The proposed rule was published September 17, 2007. The Automotive Service Association (ASA) submitted comments, generally supporting the automotive refinishing regulation. Specific changes evident in the final rule include clarification on the sources subject to the rule and distinguishing between motor vehicles and mobile equipment surface coating.
The final rule also clarifies that these standards do not apply to paint stripping and surface coating performed by individuals as part of a hobby, for maintenance of their personal vehicles, possessions and property, or when these activities are performed without compensation.

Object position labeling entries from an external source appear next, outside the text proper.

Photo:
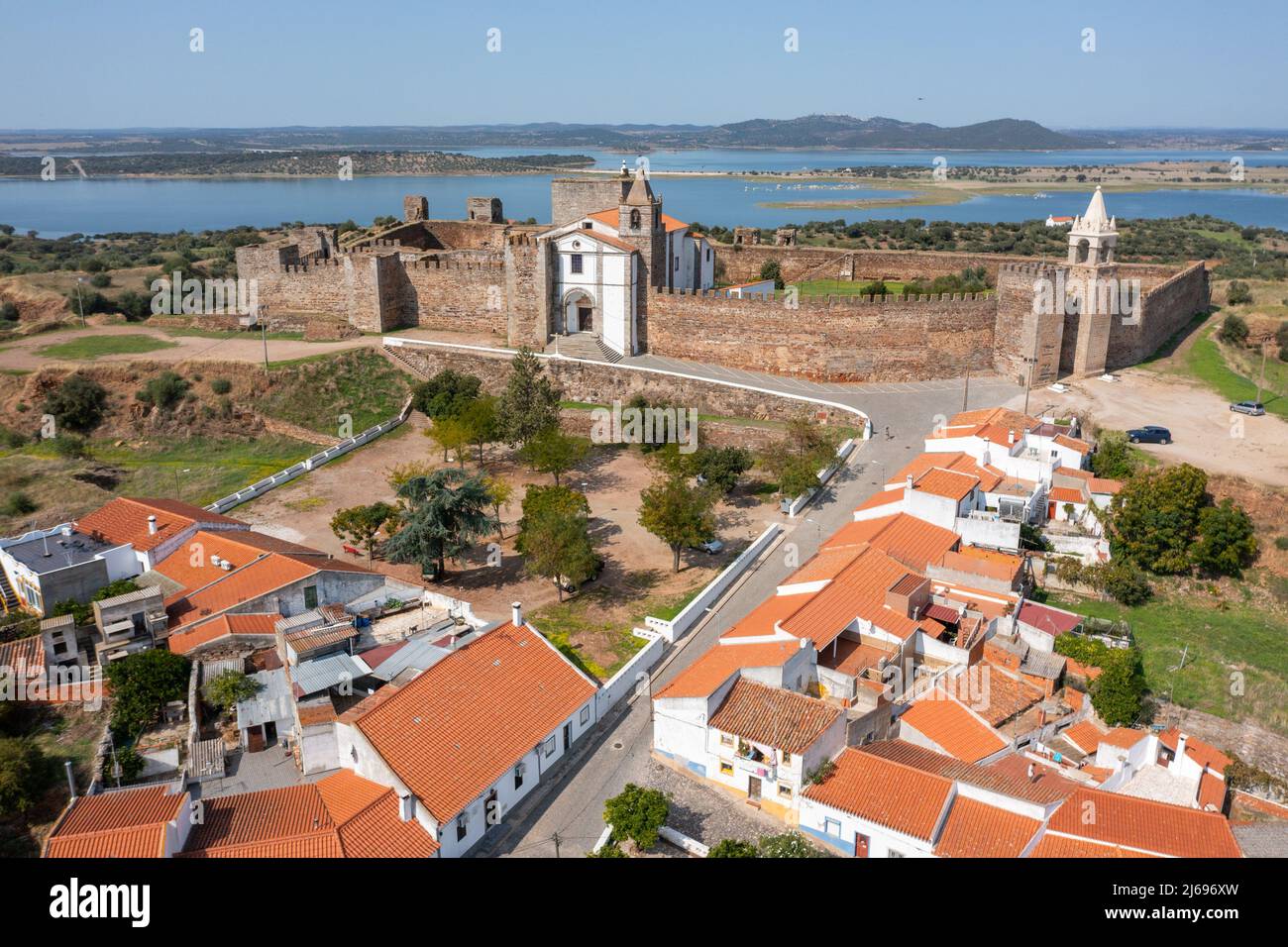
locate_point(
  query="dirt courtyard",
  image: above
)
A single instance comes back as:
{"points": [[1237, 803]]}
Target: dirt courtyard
{"points": [[1205, 431], [638, 566]]}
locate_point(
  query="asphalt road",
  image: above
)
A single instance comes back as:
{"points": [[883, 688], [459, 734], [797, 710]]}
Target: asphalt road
{"points": [[572, 805]]}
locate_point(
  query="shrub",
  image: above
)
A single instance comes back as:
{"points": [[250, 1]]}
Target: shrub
{"points": [[1234, 330], [163, 392], [636, 813], [77, 403]]}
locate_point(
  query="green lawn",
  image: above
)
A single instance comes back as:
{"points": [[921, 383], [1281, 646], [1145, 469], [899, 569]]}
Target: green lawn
{"points": [[314, 393], [1225, 638], [95, 346]]}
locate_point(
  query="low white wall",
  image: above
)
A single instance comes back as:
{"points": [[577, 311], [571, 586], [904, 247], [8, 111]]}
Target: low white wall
{"points": [[691, 613]]}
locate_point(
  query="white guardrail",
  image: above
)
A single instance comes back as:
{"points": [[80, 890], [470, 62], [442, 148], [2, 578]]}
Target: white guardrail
{"points": [[802, 501], [690, 615], [313, 463]]}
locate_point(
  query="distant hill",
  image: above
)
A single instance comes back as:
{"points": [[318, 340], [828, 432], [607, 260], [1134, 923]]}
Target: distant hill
{"points": [[805, 132]]}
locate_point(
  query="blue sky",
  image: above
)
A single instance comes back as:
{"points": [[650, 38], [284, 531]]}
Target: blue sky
{"points": [[399, 62]]}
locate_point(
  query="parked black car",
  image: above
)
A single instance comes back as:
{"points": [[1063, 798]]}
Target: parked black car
{"points": [[1150, 434]]}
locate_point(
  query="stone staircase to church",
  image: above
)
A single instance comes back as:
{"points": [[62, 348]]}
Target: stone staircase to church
{"points": [[587, 346]]}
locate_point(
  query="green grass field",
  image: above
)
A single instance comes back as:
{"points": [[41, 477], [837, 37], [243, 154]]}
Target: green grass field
{"points": [[94, 346], [316, 393], [1224, 638]]}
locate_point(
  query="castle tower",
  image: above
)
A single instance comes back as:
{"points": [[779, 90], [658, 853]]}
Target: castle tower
{"points": [[1091, 289]]}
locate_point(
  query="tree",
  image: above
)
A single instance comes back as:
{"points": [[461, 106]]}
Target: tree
{"points": [[361, 525], [733, 848], [636, 813], [554, 453], [787, 845], [231, 688], [445, 514], [446, 394], [22, 775], [500, 492], [451, 434], [529, 403], [679, 514], [1153, 518], [1119, 692], [557, 545], [142, 684], [481, 423], [77, 403], [163, 392], [1237, 292], [1113, 458], [773, 269], [1225, 541], [1234, 330]]}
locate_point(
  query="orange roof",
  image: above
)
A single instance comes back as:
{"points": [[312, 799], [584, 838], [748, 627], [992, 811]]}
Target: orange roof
{"points": [[124, 823], [943, 719], [903, 538], [1065, 495], [340, 815], [977, 830], [223, 626], [885, 792], [1144, 825], [774, 716], [954, 486], [456, 728], [127, 521], [721, 661]]}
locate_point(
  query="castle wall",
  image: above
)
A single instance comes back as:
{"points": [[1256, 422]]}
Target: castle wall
{"points": [[1167, 308], [854, 339]]}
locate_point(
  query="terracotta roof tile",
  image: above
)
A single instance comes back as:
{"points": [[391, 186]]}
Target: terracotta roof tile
{"points": [[1144, 825], [977, 830], [943, 719], [885, 792], [456, 728], [721, 661], [773, 716], [124, 823]]}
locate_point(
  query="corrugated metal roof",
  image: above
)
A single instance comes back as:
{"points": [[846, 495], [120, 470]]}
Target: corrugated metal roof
{"points": [[327, 672]]}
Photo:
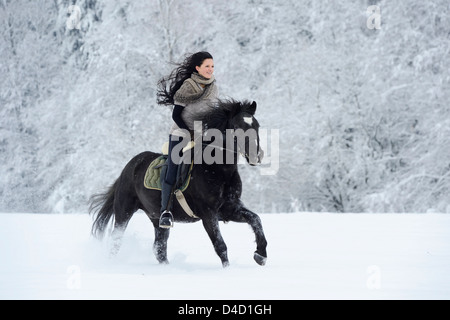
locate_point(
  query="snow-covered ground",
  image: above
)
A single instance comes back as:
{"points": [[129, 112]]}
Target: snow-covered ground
{"points": [[310, 256]]}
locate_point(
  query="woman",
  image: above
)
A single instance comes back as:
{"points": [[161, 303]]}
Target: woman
{"points": [[190, 88]]}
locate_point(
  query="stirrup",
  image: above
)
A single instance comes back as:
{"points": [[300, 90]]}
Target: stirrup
{"points": [[166, 220]]}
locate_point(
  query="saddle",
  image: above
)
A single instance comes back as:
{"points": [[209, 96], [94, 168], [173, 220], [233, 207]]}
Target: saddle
{"points": [[156, 172]]}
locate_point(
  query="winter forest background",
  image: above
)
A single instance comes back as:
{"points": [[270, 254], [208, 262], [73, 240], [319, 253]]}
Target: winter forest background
{"points": [[363, 114]]}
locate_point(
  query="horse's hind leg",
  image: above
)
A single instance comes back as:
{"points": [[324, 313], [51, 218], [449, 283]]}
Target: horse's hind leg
{"points": [[123, 211], [212, 228], [238, 213], [160, 244]]}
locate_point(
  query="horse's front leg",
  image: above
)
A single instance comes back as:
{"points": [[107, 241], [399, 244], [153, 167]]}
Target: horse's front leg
{"points": [[235, 211], [160, 244], [211, 226]]}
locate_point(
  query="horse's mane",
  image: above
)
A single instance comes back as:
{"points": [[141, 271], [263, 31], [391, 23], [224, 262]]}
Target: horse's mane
{"points": [[223, 111]]}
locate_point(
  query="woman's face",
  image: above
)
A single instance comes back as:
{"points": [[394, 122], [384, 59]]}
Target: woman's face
{"points": [[206, 69]]}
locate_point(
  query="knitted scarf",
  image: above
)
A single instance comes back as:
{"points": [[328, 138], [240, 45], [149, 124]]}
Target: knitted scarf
{"points": [[190, 93]]}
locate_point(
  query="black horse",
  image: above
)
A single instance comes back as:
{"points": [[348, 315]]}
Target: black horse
{"points": [[213, 194]]}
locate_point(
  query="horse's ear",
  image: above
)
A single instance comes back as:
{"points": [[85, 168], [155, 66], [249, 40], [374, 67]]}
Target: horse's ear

For motor vehicle and mobile equipment surface coating, all sources and individuals that spray more than two motor vehicles or pieces of mobile equipment per year are subject to the terms in the final rule.
In the data-gathering stage, ASA urged the EPA to consider training qualifications, equipment requirements, and enforcement as three critical components of the regulation. ASA believes this final rule adequately addresses these elements.
The regulation is a result of the Clean Air Act of 1990, which requires the U.S. EPA to identify sources that emit one or more of the 188 listed toxic air pollutants.